Size: we're 69' boomkin-to-tip-of-bowsprit, 54' on deck, 46' waterline, 14.5' beam at the waterline 15.5' beam including rubrails.

Wooden Boat Fittings
10-17-2010, 10:35 PM
Red,
If the problem is the period, can you just make the boat more tender? Raise some weight (like a furled sail), to the top of the mast to slow the roll period and make it more comfortable?

Picking up again on this, I remember once reading how some cruising person (Eric Hiscock perhaps?) when at anchor in a swell would occasionally hoist a spare anchor up into the rigging to slow the vessel's roll. (Sorry I can't be more specific with details.)

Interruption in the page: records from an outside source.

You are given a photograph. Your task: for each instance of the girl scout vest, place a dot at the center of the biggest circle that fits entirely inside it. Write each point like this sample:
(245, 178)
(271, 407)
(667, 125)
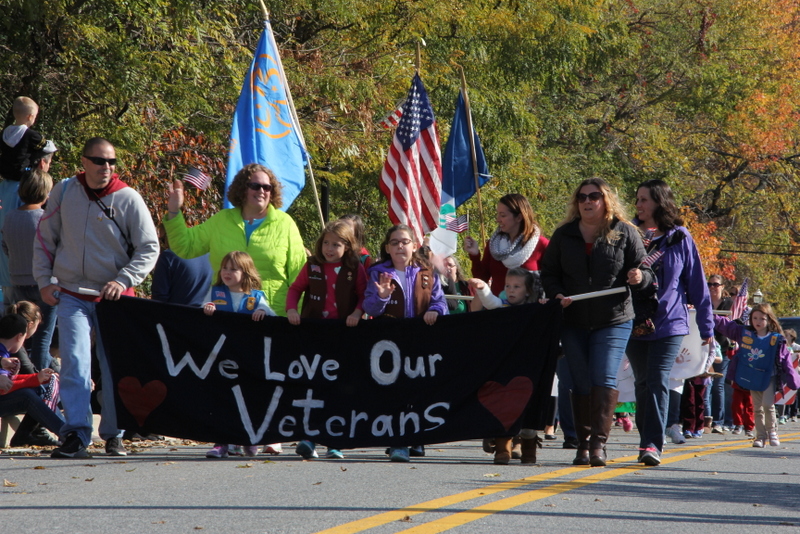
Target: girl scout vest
(756, 360)
(221, 297)
(314, 298)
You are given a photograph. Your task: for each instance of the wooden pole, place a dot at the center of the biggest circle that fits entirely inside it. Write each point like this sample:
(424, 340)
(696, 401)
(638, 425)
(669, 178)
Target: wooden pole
(473, 152)
(296, 122)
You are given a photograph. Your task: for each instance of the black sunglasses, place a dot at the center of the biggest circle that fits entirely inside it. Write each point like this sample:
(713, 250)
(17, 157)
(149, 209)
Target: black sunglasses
(594, 196)
(102, 161)
(255, 187)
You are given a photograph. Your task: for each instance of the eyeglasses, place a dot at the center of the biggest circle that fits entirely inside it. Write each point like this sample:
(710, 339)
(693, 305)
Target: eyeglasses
(594, 196)
(255, 187)
(102, 161)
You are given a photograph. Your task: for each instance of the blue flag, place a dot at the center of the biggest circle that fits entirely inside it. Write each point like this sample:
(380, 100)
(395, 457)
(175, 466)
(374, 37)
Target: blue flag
(458, 178)
(264, 127)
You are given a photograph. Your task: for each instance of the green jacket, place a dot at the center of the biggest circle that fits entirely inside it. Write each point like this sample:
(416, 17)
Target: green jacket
(276, 247)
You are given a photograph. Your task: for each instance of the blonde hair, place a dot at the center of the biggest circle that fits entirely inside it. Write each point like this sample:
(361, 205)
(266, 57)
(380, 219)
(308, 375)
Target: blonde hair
(614, 209)
(344, 231)
(241, 260)
(23, 107)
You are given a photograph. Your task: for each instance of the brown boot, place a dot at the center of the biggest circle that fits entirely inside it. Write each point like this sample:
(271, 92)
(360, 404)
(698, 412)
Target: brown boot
(516, 451)
(502, 453)
(529, 450)
(603, 401)
(581, 412)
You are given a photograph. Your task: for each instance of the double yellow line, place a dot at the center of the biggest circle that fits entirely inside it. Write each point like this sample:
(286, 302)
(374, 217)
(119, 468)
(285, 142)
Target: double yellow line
(479, 512)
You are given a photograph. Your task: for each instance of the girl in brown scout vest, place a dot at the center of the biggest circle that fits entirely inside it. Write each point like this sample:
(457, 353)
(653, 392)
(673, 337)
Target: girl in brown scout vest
(403, 284)
(333, 281)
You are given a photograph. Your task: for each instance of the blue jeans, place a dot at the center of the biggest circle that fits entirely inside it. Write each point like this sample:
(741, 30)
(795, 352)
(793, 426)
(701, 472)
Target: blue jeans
(593, 356)
(76, 318)
(719, 408)
(25, 400)
(652, 363)
(565, 418)
(40, 342)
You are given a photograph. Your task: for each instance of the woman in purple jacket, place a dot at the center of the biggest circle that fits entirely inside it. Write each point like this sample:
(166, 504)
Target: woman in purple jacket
(673, 256)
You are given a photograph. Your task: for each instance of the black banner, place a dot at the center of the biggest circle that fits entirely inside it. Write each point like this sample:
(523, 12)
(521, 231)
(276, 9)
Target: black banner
(399, 382)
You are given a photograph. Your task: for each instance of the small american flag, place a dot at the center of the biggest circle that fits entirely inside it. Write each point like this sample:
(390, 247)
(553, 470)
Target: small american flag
(393, 119)
(197, 178)
(411, 178)
(457, 224)
(740, 301)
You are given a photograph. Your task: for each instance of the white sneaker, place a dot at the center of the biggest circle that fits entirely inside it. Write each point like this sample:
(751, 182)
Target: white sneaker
(675, 434)
(273, 448)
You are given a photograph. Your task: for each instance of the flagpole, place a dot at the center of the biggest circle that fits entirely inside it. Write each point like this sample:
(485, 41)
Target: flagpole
(473, 153)
(296, 120)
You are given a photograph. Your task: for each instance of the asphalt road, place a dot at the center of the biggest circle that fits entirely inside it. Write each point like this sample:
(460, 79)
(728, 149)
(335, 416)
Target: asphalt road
(714, 484)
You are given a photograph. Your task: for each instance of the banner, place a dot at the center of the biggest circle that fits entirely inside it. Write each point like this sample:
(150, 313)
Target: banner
(386, 382)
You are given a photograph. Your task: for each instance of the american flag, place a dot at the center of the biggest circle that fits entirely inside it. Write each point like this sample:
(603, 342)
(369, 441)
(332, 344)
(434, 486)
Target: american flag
(412, 174)
(393, 119)
(197, 178)
(457, 224)
(740, 301)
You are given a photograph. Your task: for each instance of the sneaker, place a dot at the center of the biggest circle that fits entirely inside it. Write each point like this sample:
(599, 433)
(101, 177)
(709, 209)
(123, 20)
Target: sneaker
(650, 457)
(334, 453)
(273, 449)
(674, 433)
(773, 439)
(417, 450)
(114, 447)
(306, 449)
(219, 451)
(398, 454)
(72, 448)
(627, 424)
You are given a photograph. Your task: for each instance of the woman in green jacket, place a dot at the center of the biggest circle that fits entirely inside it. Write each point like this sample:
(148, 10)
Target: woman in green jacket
(254, 225)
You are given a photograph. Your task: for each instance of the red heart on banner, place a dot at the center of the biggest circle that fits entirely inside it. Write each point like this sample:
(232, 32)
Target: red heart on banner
(507, 402)
(141, 400)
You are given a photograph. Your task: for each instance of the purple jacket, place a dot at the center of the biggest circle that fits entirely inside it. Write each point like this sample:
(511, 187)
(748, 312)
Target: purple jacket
(786, 374)
(374, 304)
(681, 281)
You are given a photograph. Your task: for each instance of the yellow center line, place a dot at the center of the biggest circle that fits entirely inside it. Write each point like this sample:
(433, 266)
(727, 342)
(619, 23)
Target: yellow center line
(361, 525)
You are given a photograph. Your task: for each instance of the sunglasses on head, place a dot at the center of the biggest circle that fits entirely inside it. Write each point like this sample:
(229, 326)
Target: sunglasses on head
(255, 187)
(102, 161)
(594, 196)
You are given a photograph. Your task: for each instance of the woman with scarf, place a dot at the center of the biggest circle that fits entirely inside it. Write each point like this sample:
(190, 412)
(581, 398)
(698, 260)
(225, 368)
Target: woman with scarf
(517, 242)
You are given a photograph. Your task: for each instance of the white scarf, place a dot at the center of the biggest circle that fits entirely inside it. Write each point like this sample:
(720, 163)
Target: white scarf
(512, 254)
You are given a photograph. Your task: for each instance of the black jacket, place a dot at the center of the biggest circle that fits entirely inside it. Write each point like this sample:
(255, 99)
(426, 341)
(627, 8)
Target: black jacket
(567, 269)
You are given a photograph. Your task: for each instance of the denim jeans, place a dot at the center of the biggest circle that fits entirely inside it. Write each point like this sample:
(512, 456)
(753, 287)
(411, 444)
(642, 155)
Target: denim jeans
(652, 363)
(25, 400)
(565, 419)
(719, 408)
(40, 342)
(594, 356)
(76, 319)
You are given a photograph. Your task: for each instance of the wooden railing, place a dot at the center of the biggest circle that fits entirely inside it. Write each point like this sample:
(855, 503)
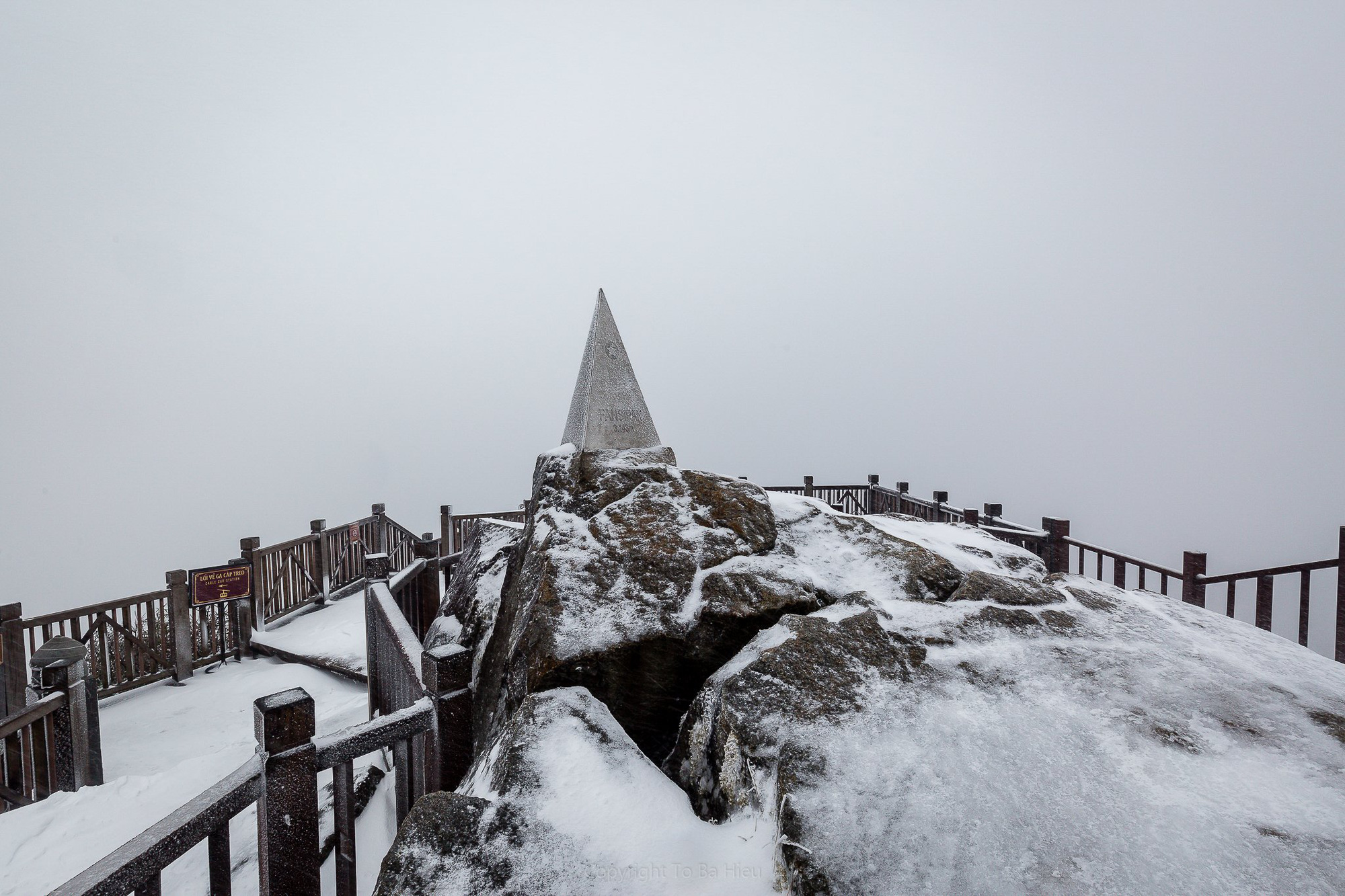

Thinking in terms initially of pendulum clocks here, any weight added to the clock's pendulum bob of course makes the pendulum heavier, but it doesn't change the frequency of the swing or therefore the timing of the clock. However, adding weight above the pendulum's balance point (centre of rotation) does. This is essentially what happens by hanging a weight in the rigging, as it puts weight above the 'centre of rotation' -- ie changes the metacentric height and hence the roll frequency.

Mike

redbopeep
10-17-2010, 11:01 PM
I really do believe that our center of gravity (CG) or center of mass (CM) or whatever it's called is a bit lower than it would normally be right now. We are only 1/2 finished with the interior and while we decided to take 8 months off and do some cruising we also decided to just make sure she was ballasted with correct weight in the hull to counter the rig forces but...how we did that was by adding extra lead atop the keel. That lead (about 1800 lbs) will be removed when we install two more water tanks (which sit about at the waterline height whereas the lead weight is presently about 3.5 ft below that. Further, since my storage lockers are not all built in, I have stored close to 1000lbs of canned food, bottled water, and other such things under the sole atop the keel. All that stuff would normally reside at or above waterline height, too. In general, there are other things of significant weight including about 500 lbs of hardwood (for the built-ins) and 700 lbs of tools and boat parts that actually belong "higher" then they reside at present, too. When I consider all this stuff sitting at sole or below, it is no wonder that we're making quite a "snap back" quick period roll! In each and every case, I have conservatively placed heavy things as low as possible in the boat...

Following the NA plans for this boat, and looking at his calculations for the vertical CG, and working through the same, I'd say our CG presently resides 16" lower than the design CG. That is actually quite significant. When I initially did the numbers as we loaded up the boat, I was only concerned to make sure that the vertical CG resided at or below the NA design. Guess I should have really considered this rolling aspect as well.

seo
10-18-2010, 10:25 AM
You could experiment with that by hoisting a weight (some of your lead trimming ballast, or a strong sailbag with a garbage-bag waterproof liner with water in it) up to the foremast spreaders. How much, how high could be tailored to return her CG to the plan, hopefully on the as-designed waterline. That MIGHT answer some questions about the roll characteristics... The advantage of using the waterbag would be that you'd have it for other interesting experiments, and it might be a little safer to deal with, because you could fill it in situ.